When vessels are stressed, endothelin-1 (a vasoconstrictor protein produced by vascular endothelial cells) is elevated and nitric oxide (a blood vessel dilator) decreases, leading to vasoconstriction acute and chronic effects of cocaine on cardiovascular health pmc 35,36. There is also evidence that the cardiovascular actions of cocaine are mediated in part by dopamine , via central and peripheral mechanisms . However, the accelerated development of vascular disease remains mostly undetected and asymptomatic presentation of vascular pathology in CUD results in silent disease progression. Cocaine-induced damage to the cardiovascular and cerebrovascular systems is widely reported, and is linked with hypertension, tachycardia, ventricular arrhythmias ,myocardial infarction 3,4, stroke 4,5, resulting in severe functional impairments or sudden mortality 6–10.

Other Word Forms

Acute is also frequently used to describe less troublesome matters, such as keenness of perception (“an acute observer” or “an acute sense of smell”), a type of angle (one measuring less than 90 degrees), or the demand for urgent attention (“acute danger”). It retains this meaning today, but can also refer to the severity of more general matters, such as “acute embarrassment” or “an acute shortage.” For such a short and simple-looking word, acute has a rather bewildering range of meanings.

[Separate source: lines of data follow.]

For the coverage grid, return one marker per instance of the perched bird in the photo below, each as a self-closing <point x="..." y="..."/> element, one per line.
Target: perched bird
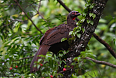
<point x="51" y="40"/>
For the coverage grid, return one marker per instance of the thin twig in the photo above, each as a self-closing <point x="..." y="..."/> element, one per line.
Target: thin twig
<point x="28" y="16"/>
<point x="95" y="36"/>
<point x="101" y="62"/>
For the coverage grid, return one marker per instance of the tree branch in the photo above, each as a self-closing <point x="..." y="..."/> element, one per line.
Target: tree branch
<point x="28" y="16"/>
<point x="101" y="62"/>
<point x="95" y="36"/>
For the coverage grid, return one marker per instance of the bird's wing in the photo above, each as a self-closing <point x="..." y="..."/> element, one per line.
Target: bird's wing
<point x="55" y="34"/>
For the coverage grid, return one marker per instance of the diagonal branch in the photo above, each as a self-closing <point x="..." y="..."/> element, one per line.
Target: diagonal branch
<point x="28" y="16"/>
<point x="95" y="36"/>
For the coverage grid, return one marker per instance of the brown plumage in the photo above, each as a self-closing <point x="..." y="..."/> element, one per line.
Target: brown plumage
<point x="51" y="40"/>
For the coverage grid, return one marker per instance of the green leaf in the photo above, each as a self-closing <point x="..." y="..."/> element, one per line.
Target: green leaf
<point x="63" y="39"/>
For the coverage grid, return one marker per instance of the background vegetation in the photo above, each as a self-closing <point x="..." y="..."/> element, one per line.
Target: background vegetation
<point x="19" y="38"/>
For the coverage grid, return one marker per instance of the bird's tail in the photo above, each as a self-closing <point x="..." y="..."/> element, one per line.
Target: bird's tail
<point x="41" y="51"/>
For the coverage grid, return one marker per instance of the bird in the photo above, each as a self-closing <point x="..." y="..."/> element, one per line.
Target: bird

We present the main mechanisms of acute and chronic cocaine-induced toxicity on vessels, brain and heart (Fig. 1) and the common vascular and systemic effects of cocaine use in humans (Fig. 2). Findings consist of the major mechanisms of cocaine-induced vasoconstriction, endothelial dysfunction, and accelerated atherosclerosis, emphasizing acute, chronic, and secondary effects of cocaine. Furthermore, chronic cocaine-use reduces capillary flows in brain and may be responsible for cerebrovascular small-vessel ischemic disease (e.g. cocaine-induced leukoaraiosis), possibly involving genetic factors 65,66.

Thus, cocaine induces microischemia in various types of vessels and arteriolar branches that is exacerbated with repeated use and is likely to be a contributor to its neurotoxic effects . Additional findings point to reduced arterial caliber, focal narrowing in the anterior (and middle cerebral arteries) and posterior cerebral circulation as well as communicating arteries . Carotid artery dissection might also be caused by cocaine mediated apoptosis of vascular cells leading to ischemic stroke, although the mechanism is not fully understood .

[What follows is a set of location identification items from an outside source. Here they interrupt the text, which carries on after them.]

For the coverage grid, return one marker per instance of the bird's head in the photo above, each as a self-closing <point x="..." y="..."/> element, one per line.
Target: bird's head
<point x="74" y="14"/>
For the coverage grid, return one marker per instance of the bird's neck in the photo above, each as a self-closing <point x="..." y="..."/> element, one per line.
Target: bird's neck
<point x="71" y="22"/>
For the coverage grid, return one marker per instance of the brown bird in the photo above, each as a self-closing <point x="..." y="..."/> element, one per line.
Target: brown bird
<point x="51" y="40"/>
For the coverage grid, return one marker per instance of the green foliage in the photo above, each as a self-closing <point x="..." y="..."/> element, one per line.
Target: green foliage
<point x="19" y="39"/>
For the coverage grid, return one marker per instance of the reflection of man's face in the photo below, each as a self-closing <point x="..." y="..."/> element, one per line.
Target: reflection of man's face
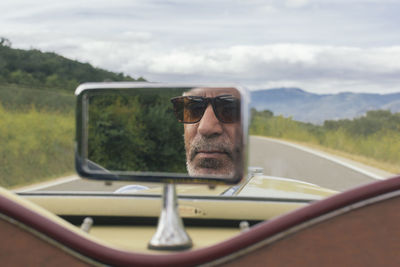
<point x="213" y="147"/>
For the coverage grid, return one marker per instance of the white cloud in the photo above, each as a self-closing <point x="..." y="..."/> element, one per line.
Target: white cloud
<point x="318" y="45"/>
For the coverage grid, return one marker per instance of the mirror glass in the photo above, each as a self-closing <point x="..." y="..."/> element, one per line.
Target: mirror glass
<point x="141" y="132"/>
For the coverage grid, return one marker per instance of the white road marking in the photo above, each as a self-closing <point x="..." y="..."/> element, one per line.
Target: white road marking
<point x="326" y="156"/>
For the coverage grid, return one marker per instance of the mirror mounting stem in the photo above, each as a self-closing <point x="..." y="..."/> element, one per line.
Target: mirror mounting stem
<point x="170" y="234"/>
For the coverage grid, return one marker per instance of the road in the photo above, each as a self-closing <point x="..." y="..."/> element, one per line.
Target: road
<point x="276" y="157"/>
<point x="284" y="159"/>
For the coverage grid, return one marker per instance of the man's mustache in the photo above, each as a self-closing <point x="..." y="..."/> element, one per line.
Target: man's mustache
<point x="209" y="144"/>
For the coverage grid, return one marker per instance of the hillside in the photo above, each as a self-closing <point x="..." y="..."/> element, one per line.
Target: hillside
<point x="316" y="108"/>
<point x="44" y="70"/>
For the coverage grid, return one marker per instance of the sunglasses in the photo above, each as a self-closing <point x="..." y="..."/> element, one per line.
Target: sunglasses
<point x="190" y="109"/>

Cocaine’s chronic effects on the vessel (Fig. 1, upper box) 10,23,24 consist of repeated endothelial damage leading to premature and severe atherosclerosis in various organs 10,19. Sympathomimetic effects generate a rise of heart rate, blood pressure and myocardial contractility, which enhance myocardial oxygen demand, whereas myocardial oxygen supply is decreased by coronary vasoconstriction and enhanced thrombosis. This cascade reduces blood flow following cocaine use and can lead to acute organ damage. Additional mechanisms implicated in cocaine induced vasoconstriction include increases in calcium .

Atherosclerosis of the carotid arteries is of particular relevance to CUD because these arteries supply blood to the brain regions that are implicated in the cognitive impairments documented in CUD 39–41. Such an examination in a rat cortical brain identified a 2.9 ± 0.5 min lag time between the peak neuronal and vascular responses to cocaine . Furthermore, vasoconstriction at presynaptic nerve terminals increases the release of calcium from the sarcoplasmic reticulum in cerebral vascular smooth muscle cells 32,33.